原生林の中で撮影をしていて私たちの遥か遠い祖先がいつ頃何処からこの奄美大島にやってきたのか疑問に思ったことがある。
調べてみると、2万年から3万年位い前に南方からクリ舟に乗ってやって来たと考えられている。

遥か遠い祖先はどんな思いでこの奄美に上陸したのだろうか。
もし私がその頃生きていたならと、勝手に想像してみた。
航海術も確立されていなかったであろう時代にそれまでの文化を携え、かかんに大海原へ挑戦し、生死賭けながらようやくこの奄美に辿り着いたのではないか。

波間から見えた島影をどのような思いで見たのだろうか。
その頃の奄美大島は、生き物たちの生命力に溢れアマミノクロウサギをはじめハブ、ルリカケス、オオトラツグミなど今に残る多くの固有の動物たちにとって楽園のような島であっただろうと想像できる。

このような奄美に祖先は第一歩を標したのだった。
ここから私たち奄美人のルーツが始まったと考えてもいいのではと思っている。

しかし祖先にとってこの島で生きていくための教科書はなくゼロからのスタートだった。
森にどんな生き物がいて、何が食べられるのか。
またハブという毒蛇がいることも人々が犠牲になることでその恐さを知り、一つ一つ実践で学ぶしかなかった。
また台風など季節の変化や風土病なども五感を研ぎ澄ませて自然を読み、畏敬の念から神を創造し光や風、形、音、色、香を感じ個性溢れる文化を創り出してきたに違いない。

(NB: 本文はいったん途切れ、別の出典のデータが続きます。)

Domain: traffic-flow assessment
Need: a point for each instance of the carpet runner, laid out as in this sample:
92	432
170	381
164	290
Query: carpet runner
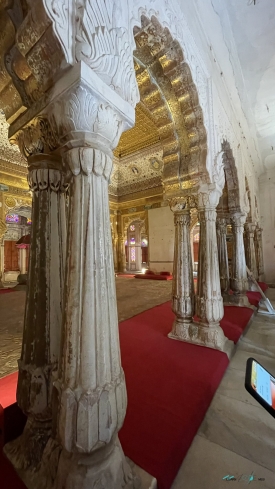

そして、いつの時代にも新たな文化を携えた人々がやってきてその文化を取り入れ気の遠くなるような時間をかけて積み重ねて来たのではないか。
そこには、厳しい風土と様々な歴史に翻弄されながら生きつづけてきた私たち祖先の姿があるような気がした。

最近奄美の自然と文化が世界的な評価を受けている。
それも全て祖先が守り育んできた私たちのアイデンティティ―なのだと思うと今私たちが何をすべきか問われているような気がする。